Un ulteriore elemento di lacerazione del tessuto sociale investe i rapporti con la fede e il ruolo stesso della religione all’interno della vita associata. Già da tempo si assisteva a quel processo di secolarizzazione della società che rappresenta il tratto distintivo della modernità. Per tentare di recuperare un po’ del terreno perduto, a vantaggio di nuovi paradigmi interpretativi, l’istituzione ecclesiastica aveva cercato di accettare la modernità stessa, non intendendola più quale elemento che mette a repentaglio un nucleo consolidato di valori tradizionali, bensì accogliendone le sfaccettature in maniera positiva. Fu anche per tale motivo che Papa Giovanni XXIII convocò il Concilio Vaticano Secondo e, in linea con questo nuovo atteggiamento, Papa Paolo VI emanò l’enciclica Populorum progressio, con cui venivano espressi un interesse e simpatia per i popoli del Terzo mondo, condannando contestualmente le iniquità prodotte dal capitalismo. Eppure, i semi della relegazione della fede religiosa alla mera sfera privata, così come la perdita del condizionamento che la Chiesa poteva vantare fino a poco tempo prima sugli atteggiamenti pubblici, erano ormai stati gettati. I suoi frutti più maturi si poterono raccogliere in occasione dei due referendum sul divorzio nel 1974 e sull’aborto nel 1981.
Il ’68 non è stato che l’inizio?
La riflessione dell’autore prende in considerazione almeno altri tre o quattro fenomeni emblematici generatisi in quella stagione, la cui forza dirompente mise a dura prova gli schemi consolidati. Si tratta di fenomeni la cui gestazione e i cui sviluppi risultano sensibilmente intrecciati fra loro. Primo fra questi, l’emersione della cosiddetta questione di genere. Fondandosi sulla rivalutazione del ruolo della donna nella società, finì per sfidare in maniera travolgente i rapporti con l’altro sesso, ponendo la questione della parità come prioritaria.
Secondo, quello che nella letteratura politologica di riferimento viene indicato come il progressivo scollamento dei partiti politici dalla società e la loro conseguente perdita di centralità come principale corpo intermedio che aveva dato linfa alla democrazia italiana.
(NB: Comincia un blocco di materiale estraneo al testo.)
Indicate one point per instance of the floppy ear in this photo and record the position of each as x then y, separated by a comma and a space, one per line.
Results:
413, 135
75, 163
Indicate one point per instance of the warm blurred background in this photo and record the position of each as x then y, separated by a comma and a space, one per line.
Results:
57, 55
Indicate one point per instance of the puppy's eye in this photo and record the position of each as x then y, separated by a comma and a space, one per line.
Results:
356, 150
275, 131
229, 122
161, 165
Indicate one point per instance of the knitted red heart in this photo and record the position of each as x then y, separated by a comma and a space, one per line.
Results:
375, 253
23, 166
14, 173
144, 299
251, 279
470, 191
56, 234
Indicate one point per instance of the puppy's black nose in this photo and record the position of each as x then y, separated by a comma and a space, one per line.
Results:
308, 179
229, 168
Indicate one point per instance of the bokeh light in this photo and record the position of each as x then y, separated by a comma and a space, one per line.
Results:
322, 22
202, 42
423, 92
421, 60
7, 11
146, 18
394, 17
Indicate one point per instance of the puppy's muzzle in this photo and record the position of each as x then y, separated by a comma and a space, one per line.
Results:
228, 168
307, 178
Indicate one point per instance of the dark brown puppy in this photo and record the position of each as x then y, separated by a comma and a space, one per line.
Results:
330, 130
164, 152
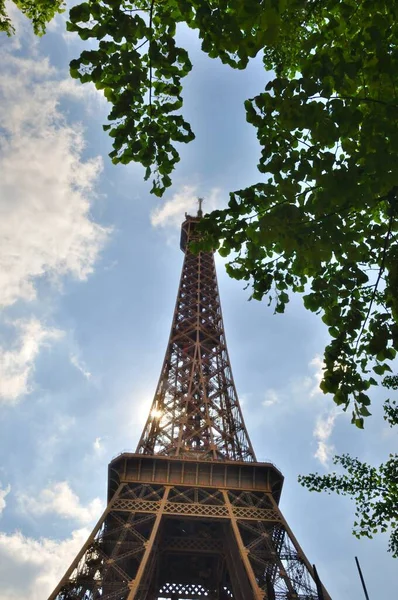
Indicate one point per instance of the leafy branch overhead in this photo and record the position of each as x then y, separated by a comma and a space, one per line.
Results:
374, 489
40, 12
322, 220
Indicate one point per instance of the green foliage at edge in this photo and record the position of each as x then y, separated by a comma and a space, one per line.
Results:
40, 12
374, 489
322, 220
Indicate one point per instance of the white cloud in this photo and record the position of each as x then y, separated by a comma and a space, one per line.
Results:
324, 426
17, 364
80, 366
3, 493
59, 499
46, 188
171, 214
31, 568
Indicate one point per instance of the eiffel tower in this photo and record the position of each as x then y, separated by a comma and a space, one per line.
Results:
192, 515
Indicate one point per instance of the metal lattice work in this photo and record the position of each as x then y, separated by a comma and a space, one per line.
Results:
191, 515
196, 408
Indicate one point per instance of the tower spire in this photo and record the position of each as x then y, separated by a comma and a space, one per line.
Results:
191, 514
195, 411
200, 212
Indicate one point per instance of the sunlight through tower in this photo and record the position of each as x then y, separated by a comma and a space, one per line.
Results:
191, 514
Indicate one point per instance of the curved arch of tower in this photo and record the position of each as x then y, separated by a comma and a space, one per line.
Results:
191, 514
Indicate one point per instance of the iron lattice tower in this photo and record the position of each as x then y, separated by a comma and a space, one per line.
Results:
192, 515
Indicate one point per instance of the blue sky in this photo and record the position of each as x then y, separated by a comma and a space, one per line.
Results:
89, 268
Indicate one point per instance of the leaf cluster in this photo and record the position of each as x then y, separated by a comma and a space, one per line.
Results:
40, 12
322, 220
374, 489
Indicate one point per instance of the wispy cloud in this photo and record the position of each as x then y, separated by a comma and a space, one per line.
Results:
32, 568
17, 363
80, 366
171, 214
60, 499
3, 493
322, 433
46, 188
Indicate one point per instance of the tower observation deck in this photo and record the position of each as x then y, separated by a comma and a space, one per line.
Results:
191, 514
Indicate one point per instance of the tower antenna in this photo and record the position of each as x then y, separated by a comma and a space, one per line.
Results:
200, 211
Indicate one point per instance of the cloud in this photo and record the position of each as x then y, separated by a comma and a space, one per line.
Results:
59, 499
3, 493
324, 426
17, 364
46, 189
171, 214
80, 366
31, 568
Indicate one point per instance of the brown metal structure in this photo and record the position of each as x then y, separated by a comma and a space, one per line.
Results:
192, 515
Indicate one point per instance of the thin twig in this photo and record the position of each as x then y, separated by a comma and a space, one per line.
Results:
150, 60
383, 260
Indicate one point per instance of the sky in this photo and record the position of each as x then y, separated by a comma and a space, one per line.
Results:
89, 268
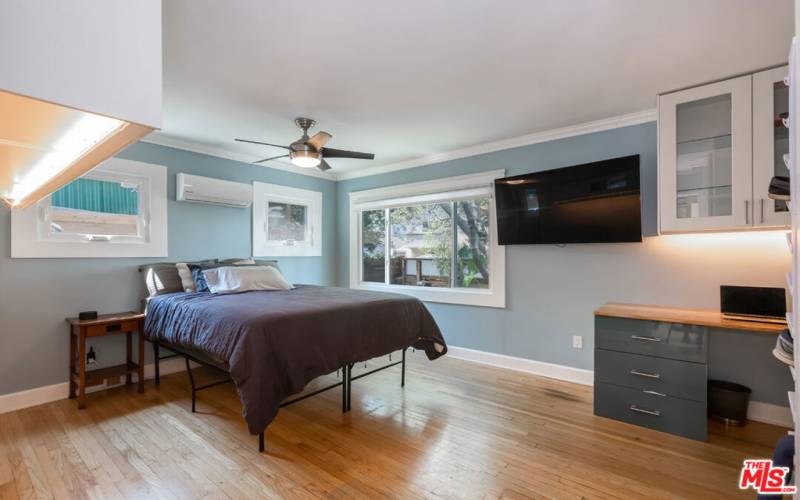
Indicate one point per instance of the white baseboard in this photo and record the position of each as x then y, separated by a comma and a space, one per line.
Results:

Seppur, potremmo dire, ancora in fase di gestazione, questo fenomeno, testimoniato da un progressivo calo degli iscritti che si è protratto sino ad oggi, viene fotografato nelle pratiche sempre più visibili di un diffuso familismo e di un clientelismo soffocante, introiettate dalla politica e ben descritte anche nell’opera Una Comunità del Mezzogiorno (1958) con cui l’autore, Edward C. Banfield, aveva tratteggiato alcune tendenze ormai dominanti nella società. Il disancoramento dei partiti politici e, ancora una volta, l’avversione al principio d’autorità, furono tra le cause che generarono spinte verso il comunitarismo, come scoperta di un senso di comunità (quasi “sub-culturali” o contro-culturali quali, ad esempio, gli hippie) che offriva una risposta significativa alla domanda d’identità. Un fenomeno che, tuttavia, non ridusse le spinte contrarie verso un più esacerbato individualismo. La tensione fra queste due tendenze contrastanti diede origine ad altri due atteggiamenti che misero in discussione la legittimità di due principi consolidati: a) la promozione del merito, suggellata dalla pratica dell’esame di gruppo e del “trenta politico”, la cui rivendicazione portava allo svilimento del lavoro del singolo; b) il rispetto delle regole, attraverso l’affermazione di una più serrata competizione senza esclusione di colpi in tutti i settori del mondo del lavoro.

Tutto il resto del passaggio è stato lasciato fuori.